Vaat bakımından bu kadar kısır, siyasi söylem açısından bu kadar sığ, adaylar açısından bu kadar zevksiz bir yerel seçim kampanyası geçmişte yaşandı mı? Ben hatırlamıyorum. Ve bu kuru gürültü içinde kendimi değil bir seçmen, bir seyirci olarak bile göremiyorum; tahammül edemiyorum.
2019 Yerel seçimleri, ilkleri ve sonları ile seçim tarihimize altın harflerle farklılığını not ettirdi.
Atadan dededen duyduğumuz,bizlerinde birkaç defalar gördüğü klasik yerel seçimlerin aksine; bol çekişmeli,bol küfürlü,bol kavgalı,bol ithamlı,bol oynak adaylı…bol bol renkli malzemelere şahit olduk.
Gün geldi, yumruklar,tokatlar havada uçuştu.Argonun,sokak jargonunun her çeşidini duymuş öğrenmiş, midemiz bulanıp iğrenmiş olduk.
Gün geldi, eski defterler, hesaplar ortalığa saçıldı.Beş yaşında bakkaldan çalınan çikletler bile muhatapların önüne suç duyurusu olarak sunuldu.
Eski dostlar yeni düşmanlar yad edilip sosyal medya hesapları,fotoları elden ele dolaştı. Bilinmeyenler bilindi, duyulmayanlar duyuldu.Kim kiminle kankiymiş, kimin eli kimin cebindeymiş öğrenmiş olduk.
Sadece adaylar değil,anaları babaları,eşleri,uşakları devşekleri,hatta evcil hayvanları bile bu kontrolden çıkmış yarışa malzeme sayılıp didik didik edildi.
Diriler kadar ölülerde bu hırslı,bir o a kadarda düşük seviyeli yarıştan nasibini aldı.Bir zamanlar söylenmedik laf bırakılmayan rahmetli Yazıcıoğlu, yaşasaydı kendisinin de hayretten dilini yutacağı düşmanlarının sosyal medyalarını süsledi.Cuma mesajlarından sonra en fazla anma mesajı alarak yeni bir rekora imza attı.
Diller sürçtü,yanlışlar söylendi.Özürler dilense bile,aynı yolda yürünülen dava arkadaşları tarafından satılmaktan,harcanmaktan kurtulamadı.Muhalefet bile bu satış işine şaştı kaldı.
Hırslı siyasilerin kovalamalarından yollarda evlerde öpülmedik esnaf,memur,işçi,ev hanımı,sokak çocuğu,yerli yabancı hiç kimse kalmadı.Sokakta yakalanmaktan kurtulanlar , sosyal medyadan öpülmekten nasibini aldı.
Basın organları ise bu zamanda seçim kurgusunu,seçeceği tarafın yalakalığını baştan yapmış olmanın pişmanlığı ve kararsızlığı ile sona yaklaşırken” bir o yana, bir bu yana” çalkalanmalarıyla anket sonuçlarına göre ip atlamaya başladı.Ama seçimin gerçek kazananı ise, tarafını güçlüden yana seçip en çok yalakalığı yapan oldu.

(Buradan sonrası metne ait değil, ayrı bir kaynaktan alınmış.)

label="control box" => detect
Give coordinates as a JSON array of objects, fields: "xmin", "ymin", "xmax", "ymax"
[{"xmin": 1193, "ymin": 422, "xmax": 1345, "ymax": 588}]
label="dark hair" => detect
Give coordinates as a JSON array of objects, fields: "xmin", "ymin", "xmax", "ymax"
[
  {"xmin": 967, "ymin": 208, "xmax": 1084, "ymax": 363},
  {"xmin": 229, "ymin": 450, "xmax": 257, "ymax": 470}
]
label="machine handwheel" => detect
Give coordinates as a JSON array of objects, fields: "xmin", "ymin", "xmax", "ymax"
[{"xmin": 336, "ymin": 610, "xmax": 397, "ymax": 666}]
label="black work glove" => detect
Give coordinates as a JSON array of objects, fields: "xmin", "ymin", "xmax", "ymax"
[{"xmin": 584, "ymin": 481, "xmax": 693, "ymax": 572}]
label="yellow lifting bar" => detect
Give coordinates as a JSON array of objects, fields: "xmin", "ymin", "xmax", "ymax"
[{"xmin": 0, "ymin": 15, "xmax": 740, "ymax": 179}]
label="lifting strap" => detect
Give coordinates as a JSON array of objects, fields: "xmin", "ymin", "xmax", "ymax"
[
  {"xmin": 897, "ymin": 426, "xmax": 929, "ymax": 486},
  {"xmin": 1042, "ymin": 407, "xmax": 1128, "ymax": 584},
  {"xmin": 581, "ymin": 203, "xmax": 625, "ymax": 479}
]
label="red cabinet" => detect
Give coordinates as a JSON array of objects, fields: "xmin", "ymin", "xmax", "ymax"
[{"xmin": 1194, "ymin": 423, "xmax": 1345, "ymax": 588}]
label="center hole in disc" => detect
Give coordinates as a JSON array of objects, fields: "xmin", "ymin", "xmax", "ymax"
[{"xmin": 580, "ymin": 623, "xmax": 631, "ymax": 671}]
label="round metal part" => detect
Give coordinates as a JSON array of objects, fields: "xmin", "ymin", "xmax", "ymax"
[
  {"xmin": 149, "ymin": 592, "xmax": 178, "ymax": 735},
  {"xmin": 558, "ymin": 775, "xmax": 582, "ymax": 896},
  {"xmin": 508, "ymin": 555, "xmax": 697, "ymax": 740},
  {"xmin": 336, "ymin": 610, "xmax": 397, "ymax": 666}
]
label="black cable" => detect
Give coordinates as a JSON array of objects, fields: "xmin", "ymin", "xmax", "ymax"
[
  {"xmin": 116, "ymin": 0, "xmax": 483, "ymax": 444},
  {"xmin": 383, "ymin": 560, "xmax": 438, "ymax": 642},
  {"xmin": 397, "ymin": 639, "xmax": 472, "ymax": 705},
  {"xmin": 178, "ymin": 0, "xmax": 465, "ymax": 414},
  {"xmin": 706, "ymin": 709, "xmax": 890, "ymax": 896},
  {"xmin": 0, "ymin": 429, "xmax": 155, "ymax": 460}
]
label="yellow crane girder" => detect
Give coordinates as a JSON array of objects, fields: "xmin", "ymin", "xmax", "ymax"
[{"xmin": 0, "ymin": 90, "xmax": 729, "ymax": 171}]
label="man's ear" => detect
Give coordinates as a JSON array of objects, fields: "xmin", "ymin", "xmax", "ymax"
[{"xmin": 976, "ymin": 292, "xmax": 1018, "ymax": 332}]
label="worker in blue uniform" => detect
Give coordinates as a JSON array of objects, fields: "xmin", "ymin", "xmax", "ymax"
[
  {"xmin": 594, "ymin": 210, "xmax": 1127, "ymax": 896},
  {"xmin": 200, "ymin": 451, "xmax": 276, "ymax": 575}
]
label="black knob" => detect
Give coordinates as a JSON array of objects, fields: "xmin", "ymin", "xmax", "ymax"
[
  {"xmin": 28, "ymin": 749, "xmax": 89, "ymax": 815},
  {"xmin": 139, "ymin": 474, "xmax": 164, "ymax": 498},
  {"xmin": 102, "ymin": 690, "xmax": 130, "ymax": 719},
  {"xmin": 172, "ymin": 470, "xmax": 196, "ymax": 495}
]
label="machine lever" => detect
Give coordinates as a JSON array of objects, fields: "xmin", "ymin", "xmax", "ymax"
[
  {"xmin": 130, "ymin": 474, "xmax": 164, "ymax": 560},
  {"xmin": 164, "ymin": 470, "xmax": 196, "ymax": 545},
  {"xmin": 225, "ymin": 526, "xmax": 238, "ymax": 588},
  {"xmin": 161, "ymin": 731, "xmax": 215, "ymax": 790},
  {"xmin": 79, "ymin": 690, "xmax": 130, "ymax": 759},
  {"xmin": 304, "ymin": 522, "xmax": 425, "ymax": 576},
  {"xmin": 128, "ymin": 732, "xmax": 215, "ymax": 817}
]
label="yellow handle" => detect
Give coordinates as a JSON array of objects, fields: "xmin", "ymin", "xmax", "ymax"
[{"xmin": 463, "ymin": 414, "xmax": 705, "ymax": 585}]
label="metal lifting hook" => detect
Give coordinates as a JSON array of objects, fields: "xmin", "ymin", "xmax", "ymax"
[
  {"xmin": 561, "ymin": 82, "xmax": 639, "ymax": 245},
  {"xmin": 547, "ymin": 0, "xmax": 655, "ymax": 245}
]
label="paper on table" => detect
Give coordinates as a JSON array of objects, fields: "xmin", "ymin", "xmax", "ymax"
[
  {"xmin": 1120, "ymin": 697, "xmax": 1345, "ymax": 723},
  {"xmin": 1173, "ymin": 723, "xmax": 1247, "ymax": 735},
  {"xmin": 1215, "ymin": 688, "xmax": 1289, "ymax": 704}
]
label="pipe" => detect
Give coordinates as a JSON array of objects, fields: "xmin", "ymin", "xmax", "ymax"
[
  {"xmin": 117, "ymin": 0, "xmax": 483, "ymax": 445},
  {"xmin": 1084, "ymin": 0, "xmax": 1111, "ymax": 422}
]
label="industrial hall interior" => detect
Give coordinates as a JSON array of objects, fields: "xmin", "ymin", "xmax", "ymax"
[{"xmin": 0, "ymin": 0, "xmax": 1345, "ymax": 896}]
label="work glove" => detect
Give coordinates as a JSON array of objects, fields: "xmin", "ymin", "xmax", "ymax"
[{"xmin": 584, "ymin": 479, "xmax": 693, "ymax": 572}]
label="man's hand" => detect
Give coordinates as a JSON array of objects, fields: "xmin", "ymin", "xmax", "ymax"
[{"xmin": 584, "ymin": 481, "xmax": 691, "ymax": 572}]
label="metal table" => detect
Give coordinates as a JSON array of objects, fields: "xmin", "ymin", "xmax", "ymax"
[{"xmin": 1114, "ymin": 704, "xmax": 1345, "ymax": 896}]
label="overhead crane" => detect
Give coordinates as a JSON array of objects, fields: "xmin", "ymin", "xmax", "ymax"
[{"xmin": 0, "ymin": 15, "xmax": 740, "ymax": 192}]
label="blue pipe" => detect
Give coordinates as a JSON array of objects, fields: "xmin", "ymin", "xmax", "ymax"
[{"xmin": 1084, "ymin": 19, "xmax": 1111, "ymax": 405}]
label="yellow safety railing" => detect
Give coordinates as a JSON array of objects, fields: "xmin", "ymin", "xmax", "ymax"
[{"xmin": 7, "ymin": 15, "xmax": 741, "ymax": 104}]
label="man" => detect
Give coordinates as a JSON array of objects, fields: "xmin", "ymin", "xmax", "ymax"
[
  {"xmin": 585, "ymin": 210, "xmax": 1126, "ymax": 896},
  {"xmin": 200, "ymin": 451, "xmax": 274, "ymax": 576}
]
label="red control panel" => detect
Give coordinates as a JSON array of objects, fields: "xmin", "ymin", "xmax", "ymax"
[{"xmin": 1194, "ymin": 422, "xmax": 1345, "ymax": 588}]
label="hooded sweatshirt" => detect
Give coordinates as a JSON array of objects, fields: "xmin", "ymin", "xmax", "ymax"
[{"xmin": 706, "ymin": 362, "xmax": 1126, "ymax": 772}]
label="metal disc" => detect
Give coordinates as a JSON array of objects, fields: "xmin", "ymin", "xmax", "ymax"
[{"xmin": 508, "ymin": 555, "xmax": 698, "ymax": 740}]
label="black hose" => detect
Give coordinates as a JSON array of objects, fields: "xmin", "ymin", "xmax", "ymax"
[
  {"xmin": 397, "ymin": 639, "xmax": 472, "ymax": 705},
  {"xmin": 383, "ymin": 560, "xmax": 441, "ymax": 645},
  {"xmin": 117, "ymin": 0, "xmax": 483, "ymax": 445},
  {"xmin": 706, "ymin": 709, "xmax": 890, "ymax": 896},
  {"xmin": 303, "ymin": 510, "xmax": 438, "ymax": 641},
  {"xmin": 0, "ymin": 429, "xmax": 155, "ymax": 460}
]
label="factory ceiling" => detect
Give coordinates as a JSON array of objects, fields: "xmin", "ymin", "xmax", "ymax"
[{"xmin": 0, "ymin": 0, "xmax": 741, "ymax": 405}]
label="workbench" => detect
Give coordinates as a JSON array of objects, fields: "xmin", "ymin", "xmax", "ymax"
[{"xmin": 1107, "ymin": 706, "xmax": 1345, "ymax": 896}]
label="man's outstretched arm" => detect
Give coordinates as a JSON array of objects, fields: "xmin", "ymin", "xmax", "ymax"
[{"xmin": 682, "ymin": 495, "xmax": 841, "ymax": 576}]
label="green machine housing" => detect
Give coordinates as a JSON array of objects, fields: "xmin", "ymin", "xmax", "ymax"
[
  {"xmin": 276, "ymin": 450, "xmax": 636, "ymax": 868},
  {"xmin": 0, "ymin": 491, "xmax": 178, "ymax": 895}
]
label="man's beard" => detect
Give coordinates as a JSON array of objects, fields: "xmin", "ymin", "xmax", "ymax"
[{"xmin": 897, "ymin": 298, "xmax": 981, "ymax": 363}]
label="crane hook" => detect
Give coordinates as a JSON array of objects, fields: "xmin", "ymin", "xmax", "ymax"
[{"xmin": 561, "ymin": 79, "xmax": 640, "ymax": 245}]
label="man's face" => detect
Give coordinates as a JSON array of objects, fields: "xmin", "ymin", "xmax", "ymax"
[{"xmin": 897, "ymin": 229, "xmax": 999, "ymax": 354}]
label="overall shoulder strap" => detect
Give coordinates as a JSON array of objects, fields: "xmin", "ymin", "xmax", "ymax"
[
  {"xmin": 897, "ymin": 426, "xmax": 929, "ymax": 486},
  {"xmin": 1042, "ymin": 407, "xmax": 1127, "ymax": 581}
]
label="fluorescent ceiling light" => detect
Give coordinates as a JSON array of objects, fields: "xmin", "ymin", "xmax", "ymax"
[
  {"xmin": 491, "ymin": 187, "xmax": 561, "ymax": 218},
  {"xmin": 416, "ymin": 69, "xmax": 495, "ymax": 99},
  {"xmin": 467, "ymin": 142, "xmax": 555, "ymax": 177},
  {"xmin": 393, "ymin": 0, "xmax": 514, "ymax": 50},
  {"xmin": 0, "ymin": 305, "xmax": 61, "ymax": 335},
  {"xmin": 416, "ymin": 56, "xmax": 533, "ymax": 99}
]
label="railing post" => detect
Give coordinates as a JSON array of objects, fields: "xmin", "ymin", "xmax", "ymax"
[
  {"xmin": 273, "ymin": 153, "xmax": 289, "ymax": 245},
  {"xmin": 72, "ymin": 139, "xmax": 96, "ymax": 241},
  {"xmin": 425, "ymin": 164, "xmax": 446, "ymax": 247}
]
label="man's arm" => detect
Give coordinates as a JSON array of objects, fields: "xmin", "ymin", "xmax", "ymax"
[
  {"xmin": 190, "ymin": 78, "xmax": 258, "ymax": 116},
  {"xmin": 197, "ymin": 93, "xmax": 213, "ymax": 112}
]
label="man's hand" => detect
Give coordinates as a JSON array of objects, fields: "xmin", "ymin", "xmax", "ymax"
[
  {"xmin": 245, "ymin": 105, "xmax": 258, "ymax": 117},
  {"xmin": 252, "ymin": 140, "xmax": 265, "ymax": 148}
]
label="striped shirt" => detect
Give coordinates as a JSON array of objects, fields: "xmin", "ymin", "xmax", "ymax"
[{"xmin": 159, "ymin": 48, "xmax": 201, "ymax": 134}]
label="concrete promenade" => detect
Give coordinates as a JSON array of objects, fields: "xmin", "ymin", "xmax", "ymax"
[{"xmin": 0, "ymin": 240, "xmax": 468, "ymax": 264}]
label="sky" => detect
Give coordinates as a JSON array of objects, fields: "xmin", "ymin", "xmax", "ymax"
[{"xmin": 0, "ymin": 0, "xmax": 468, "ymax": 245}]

Vatandaş ise; bütün bu fırtınalardan, oyunlardan ilgisiz seçim sonrası zam olur mu olmaz mı? , dolar ne kadar olur? Patates ne zaman ucuzlayacak?....bunların cevaplarını merak edip,seçim masraflarının bütçelerine nasıl yansıyacağının derdine düştü.
GÜNÜN SÖZÜ
Gittiğim seçim kampanyaları yerine de bana inanan insanları asla unutmayacağım.
(Park Geun-Hye)
TEBESSÜM
"Adamın biri derdi için büyücüye gitmiş. Büyücü muskasını yazmış, adama vermiş ve bir de öğütte bulunmuş: 'Şimdi bu muskayı al, boynuna as ve bir de sakın dişi tavşanı aklına getirme. Derdin iyileşecek' demiş. Adam başını sallamış, 'Bu büyü tutmaz' demiş. 'Neden?' diye sormuş büyücü... 'Sen şimdi böyle söyledin ya, artık dişi tavşan hiç aklımdan çıkmaz.'..."
**
Uyanık profesörün biri aslanla kuzunun aynı kafeste yaşayabileceğini iddia etmiş.
“Yapamazsın! Bu mümkün değil!” demişler.
“Deneyeyim de görün “ demiş profesör…
Ve hayvanat bahçesinde deneme başlamış.
İtiraz edenler bir hafta sonra gelip bakmışlar ki, kuzuyla aslan aynı kafeste!
“Bunu nasıl yaptın?” diye şaşkınlıkla profesöre sormuşlar.
O da cevap vermiş:
“Çok basit! Her gün kafese yeni bir kuzu koyuyoruz!”